MTN shares worst in six months
Lower-than-expected profits, Iran sanctions bite
MTN’s shares are at their worst level in nearly six months as the market comes to terms with the company’s lowerthan-expected profits for 2018 and as sanctions on its thirdlargest market, Iran, start to bite.
The stock was down 1.4% at R76.15 on Wednesday morning.
A year ago – before MTN’s run-ins with authorities in Nigeria led to a sharp sell-off in the second half of the year – the share was trading above R122.
The group’s stock has slipped more than 10% since on Thursday last week, when MTN disappointed the market by saying its headline earnings per share in the year ended December would be between 80% and 90% higher than in 2017.
Analysts had expected a higher increase, given that the numbers were coming off a low base.
MTN is due to report its full numbers for 2018 on Thursday.
Vestact CEO Paul Theron said in a note to clients on Wednesday that Iran’s economic woes presented another risk to MTN.
The mobile giant has 44.6 million subscribers in that market via its 49%-held venture, MTN Irancell.
That business contributed R7bn in revenue for MTN in the first half of 2018, though the group is struggling to repatriate funds because of US sanctions.
“The country’s economy is falling apart, as its oil exports sink and its currency collapses, both largely in response to US sanctions,” Theron said.

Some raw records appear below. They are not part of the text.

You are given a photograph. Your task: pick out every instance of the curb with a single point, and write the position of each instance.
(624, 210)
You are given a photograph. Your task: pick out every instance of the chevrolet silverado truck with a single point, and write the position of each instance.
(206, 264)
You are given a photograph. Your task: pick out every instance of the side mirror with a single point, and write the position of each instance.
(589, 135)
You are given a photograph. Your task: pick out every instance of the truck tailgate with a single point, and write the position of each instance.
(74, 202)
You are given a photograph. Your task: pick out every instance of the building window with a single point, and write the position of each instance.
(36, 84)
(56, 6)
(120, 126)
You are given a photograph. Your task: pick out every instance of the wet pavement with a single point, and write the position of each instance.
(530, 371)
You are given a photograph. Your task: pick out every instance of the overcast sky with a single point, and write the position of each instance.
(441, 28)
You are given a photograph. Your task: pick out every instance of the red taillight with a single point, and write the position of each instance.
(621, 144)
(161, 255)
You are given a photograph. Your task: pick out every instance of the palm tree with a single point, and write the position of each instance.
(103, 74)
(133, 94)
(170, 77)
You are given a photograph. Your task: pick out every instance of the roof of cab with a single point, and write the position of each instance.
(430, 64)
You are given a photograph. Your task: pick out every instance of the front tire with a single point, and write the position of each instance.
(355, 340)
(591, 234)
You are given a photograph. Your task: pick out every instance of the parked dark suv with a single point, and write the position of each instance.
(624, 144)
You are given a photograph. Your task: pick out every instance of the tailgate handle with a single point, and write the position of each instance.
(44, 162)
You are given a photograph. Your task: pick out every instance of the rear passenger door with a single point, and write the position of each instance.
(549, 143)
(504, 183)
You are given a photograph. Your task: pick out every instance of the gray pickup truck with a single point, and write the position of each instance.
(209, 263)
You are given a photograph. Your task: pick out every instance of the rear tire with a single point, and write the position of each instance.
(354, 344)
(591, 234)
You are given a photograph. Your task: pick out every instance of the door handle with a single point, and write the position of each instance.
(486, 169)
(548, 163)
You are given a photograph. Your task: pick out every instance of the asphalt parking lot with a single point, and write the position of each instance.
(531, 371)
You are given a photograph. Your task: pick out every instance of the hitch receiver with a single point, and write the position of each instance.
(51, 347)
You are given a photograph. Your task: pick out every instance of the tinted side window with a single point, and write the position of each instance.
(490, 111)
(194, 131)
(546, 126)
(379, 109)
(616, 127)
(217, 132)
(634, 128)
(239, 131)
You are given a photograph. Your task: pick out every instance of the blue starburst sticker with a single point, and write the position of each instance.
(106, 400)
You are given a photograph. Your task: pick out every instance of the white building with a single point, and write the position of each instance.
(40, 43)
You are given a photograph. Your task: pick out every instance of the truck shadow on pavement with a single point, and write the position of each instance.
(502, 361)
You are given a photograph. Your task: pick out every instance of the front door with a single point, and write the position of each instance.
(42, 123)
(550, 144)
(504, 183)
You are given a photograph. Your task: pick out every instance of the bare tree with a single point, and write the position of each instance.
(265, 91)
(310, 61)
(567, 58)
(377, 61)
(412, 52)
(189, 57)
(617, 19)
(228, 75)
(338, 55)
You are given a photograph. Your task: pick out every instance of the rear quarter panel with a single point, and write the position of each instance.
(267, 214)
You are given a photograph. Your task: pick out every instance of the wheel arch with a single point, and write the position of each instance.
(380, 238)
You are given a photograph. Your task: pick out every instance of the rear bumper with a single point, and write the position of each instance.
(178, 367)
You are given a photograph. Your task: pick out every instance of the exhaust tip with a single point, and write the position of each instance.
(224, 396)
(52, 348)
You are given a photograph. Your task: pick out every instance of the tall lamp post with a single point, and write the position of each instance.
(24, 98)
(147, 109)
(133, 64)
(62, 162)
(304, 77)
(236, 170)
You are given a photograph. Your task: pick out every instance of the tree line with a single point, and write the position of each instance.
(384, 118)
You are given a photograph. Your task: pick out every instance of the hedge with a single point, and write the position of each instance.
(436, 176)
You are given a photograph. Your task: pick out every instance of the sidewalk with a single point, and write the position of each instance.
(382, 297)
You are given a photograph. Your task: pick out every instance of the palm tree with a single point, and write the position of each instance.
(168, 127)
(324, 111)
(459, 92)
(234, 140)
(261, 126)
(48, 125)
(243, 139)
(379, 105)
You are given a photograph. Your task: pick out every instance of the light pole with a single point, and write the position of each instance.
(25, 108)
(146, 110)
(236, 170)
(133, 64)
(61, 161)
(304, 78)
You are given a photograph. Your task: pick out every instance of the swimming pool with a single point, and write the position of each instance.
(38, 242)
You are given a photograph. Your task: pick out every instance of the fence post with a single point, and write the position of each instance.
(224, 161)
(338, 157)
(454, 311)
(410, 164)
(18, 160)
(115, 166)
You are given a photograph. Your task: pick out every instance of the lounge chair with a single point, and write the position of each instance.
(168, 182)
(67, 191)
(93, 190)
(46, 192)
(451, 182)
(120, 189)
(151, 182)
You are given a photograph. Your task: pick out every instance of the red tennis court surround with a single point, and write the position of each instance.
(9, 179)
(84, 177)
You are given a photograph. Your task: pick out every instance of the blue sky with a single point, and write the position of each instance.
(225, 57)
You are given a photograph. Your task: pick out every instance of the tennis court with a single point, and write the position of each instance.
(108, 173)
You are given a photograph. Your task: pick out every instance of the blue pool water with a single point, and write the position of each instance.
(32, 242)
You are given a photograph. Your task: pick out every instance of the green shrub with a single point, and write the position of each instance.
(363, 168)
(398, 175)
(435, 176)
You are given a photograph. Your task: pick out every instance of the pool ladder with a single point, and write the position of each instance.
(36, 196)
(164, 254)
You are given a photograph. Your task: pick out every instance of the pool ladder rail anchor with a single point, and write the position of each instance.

“In an effort to offset the economy’s weakness, Iranian President Hassan Rouhani has pushed forward a budget that will run a deficit of about 10% of GDP or 60% of the state’s general budget,” Theron said. “That seems very risky.” MTN has also been accused of paying bribes to SA and Iranian officials to secure its licence there in 2005.
MTN denies any wrongdoing, saying it has been cleared by an independent jurist.
“Along with its problems in Nigeria, these concerns have weighed heavily on the MTN share price,” Theron said.
“It’s trading below R80 per share, which is most disheartening. For now, we wait.”
MTN’s shares crashed in the second half of 2018 when it was slapped with a $2bn (R28.4bn) tax claim from Nigeria’s attorney-general, and a demand from its central bank that it return $8.1bn (R114bn) worth of dividends.
MTN reached a settlement with Nigeria’s central bank in late December, with the $8.1bn claim being reduced to $53m (R752m), though the tax matter is unresolved.